To be aware of our two homes is to engage our divided selves. We are both the person born to our parents, and we are the person we decide to become. In Cervantes’ story, Don Quijote renounces the person he set out to be, returning to his first home to die. He cannot reconcile two homes, his two selves. Can we, unlike Don Quijote, finally bring the two together? Does our dream demand a renunciation? For Achilles, it does.

“…if I abide here and play my part in the siege of Troy, then lost is my home-return, but my renown shall be imperishable; but if I return home to my dear native land, lost then is my glorious renown, yet shall my life long endure, neither shall the doom of death come soon upon me.” (Iliad, 9.410)

Achilles surrenders any possibility of recovering his first home, or a return, for fidelity to his warrior-self, for the promise of eternal fame. Fame for the self he chooses becomes his “dear native land.” Odysseus, by contrast, returns to Ithaca, to his family and his home. Odysseus unites his divided selves, his “dear native land” and the person he elected to become. Can we? Happiness urges us to try.

I now ask you to direct your attention to the screen. In 1618, Cardinal Borghese commissioned Gianlorenzo Bernini to create in marble this famous scene from the Aeneid. Aeneas is fleeing captured Troy. These are the first steps of a forced exile, the permanent dissolution of his home. On his shoulders he carries his aged father, Anchises, who holds in his hands a vessel containing the ashes of their ancestors. Atop the vessel are perched the Penantes, household gods. Behind Aeneas we see his son, Ascanius. Were they Laredoans fleeing their doomed city, they would be carrying not the Penantes but their favorite Guadalupana.

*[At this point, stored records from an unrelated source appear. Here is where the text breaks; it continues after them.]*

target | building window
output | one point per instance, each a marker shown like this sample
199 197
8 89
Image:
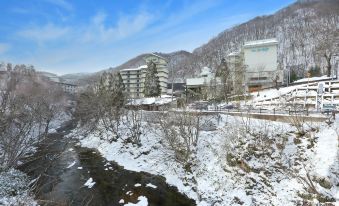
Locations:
258 78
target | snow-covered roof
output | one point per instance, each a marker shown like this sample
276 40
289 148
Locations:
205 71
135 69
157 56
195 81
261 42
164 99
312 79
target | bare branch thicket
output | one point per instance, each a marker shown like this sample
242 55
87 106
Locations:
21 115
101 106
133 123
298 120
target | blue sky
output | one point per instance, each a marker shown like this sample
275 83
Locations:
71 36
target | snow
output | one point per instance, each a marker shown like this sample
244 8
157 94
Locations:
260 42
212 180
71 165
89 183
311 79
165 99
326 151
14 189
142 202
151 185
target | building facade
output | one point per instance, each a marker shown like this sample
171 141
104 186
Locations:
134 78
255 67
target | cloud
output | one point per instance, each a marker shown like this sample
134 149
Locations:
44 33
97 30
4 48
62 4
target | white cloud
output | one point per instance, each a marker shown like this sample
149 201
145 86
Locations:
61 3
4 48
44 33
126 26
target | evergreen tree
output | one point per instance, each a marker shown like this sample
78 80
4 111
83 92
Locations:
152 83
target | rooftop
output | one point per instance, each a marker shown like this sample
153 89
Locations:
195 81
233 54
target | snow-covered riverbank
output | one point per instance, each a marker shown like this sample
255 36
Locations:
261 172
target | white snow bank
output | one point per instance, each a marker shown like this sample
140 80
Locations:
89 183
151 185
311 79
142 202
326 151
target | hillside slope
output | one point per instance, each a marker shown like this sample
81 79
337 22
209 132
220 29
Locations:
301 28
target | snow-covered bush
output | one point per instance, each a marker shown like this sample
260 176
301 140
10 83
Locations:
180 133
14 189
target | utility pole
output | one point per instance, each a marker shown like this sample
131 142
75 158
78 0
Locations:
172 83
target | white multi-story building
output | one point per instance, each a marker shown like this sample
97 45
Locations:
257 62
261 62
134 78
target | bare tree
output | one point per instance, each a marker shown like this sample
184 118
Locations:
180 132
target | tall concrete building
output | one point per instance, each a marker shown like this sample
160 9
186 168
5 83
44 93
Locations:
261 62
255 66
134 78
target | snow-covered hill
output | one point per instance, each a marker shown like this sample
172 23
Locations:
300 28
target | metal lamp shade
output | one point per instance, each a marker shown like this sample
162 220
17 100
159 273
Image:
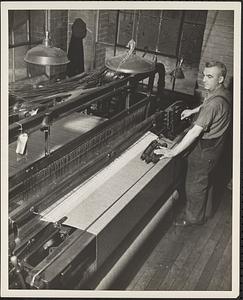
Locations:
42 55
131 65
46 55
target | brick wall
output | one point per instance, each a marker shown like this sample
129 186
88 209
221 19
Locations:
218 43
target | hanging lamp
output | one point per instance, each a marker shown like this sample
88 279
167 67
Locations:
46 54
129 62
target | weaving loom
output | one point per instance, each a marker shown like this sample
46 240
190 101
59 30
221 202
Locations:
70 207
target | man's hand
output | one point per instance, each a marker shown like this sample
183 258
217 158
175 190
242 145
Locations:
186 113
164 152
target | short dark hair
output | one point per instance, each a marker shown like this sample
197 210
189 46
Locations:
218 64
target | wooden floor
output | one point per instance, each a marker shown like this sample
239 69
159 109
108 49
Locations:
186 259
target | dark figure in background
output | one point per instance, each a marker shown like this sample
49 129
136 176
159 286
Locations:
76 50
205 140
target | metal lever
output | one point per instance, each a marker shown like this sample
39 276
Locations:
46 125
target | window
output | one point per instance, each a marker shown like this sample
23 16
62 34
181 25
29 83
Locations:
170 34
26 29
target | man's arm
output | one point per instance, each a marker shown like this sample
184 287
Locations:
187 140
188 112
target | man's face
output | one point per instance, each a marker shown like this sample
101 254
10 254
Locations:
212 78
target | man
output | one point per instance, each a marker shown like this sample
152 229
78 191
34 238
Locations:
205 141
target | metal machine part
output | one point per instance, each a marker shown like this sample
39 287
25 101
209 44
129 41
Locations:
130 63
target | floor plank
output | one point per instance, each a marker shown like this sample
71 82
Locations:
193 258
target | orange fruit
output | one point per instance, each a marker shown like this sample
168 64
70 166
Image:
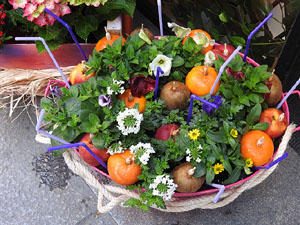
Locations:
77 74
201 79
122 169
130 101
194 34
103 42
258 146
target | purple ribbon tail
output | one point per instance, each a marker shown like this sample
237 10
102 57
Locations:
77 145
221 190
272 163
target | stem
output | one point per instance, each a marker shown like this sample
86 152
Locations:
205 71
260 141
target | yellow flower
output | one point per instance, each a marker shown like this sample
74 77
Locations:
249 162
218 168
234 133
194 134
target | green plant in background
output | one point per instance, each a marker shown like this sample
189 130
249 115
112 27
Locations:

Aeneas begins his flight bearing his past and his future with him, the present forever shattered. Unseen in Bernini’s group, Aeneas’ wife, Creusa, perishes as the family makes its escape. This statute has been negatively described as “top-heavy,” looking at though it might at any moment tip over. But this is precisely the point of the story. Aeneas, fleeing for his life, cannot go without his father, who brings the remains of their ancestors and gods, and his son. The ungainly sight of a powerful young man carrying his father, together with his past (ashes, gods) and his future (son) captures visually the top-heavy, difficult-to-wield inner life of us all.

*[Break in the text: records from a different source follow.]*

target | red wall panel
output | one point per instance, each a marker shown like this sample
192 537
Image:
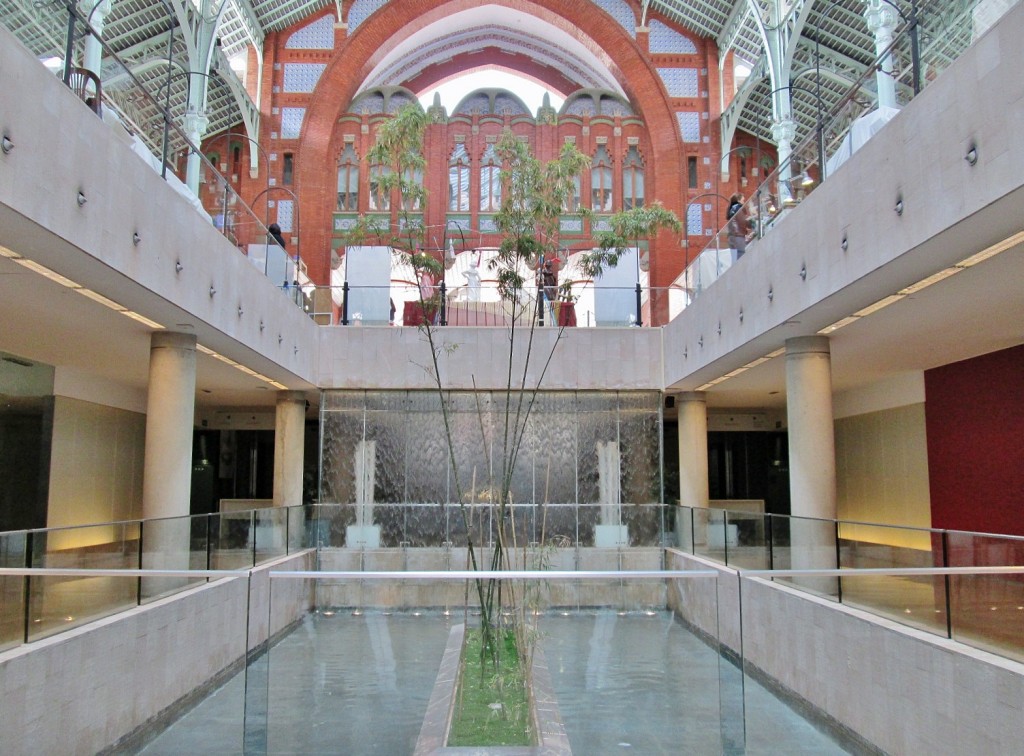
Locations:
975 425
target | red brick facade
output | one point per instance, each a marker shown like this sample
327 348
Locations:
677 170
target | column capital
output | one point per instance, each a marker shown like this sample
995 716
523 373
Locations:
172 339
196 123
285 397
700 396
808 345
882 19
783 130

Even as we fashion our second home, our made identity, we carry our beginnings with us. To reconcile these two homes, multiple identities, offers the final and greatest challenge of adult life. Aeneas’ second home became the city of Rome, his made self the founder of the Roman people. Our goal is more modest: a happy convivium in which our two homes, our two selves, together, lie down to pleasant dreams.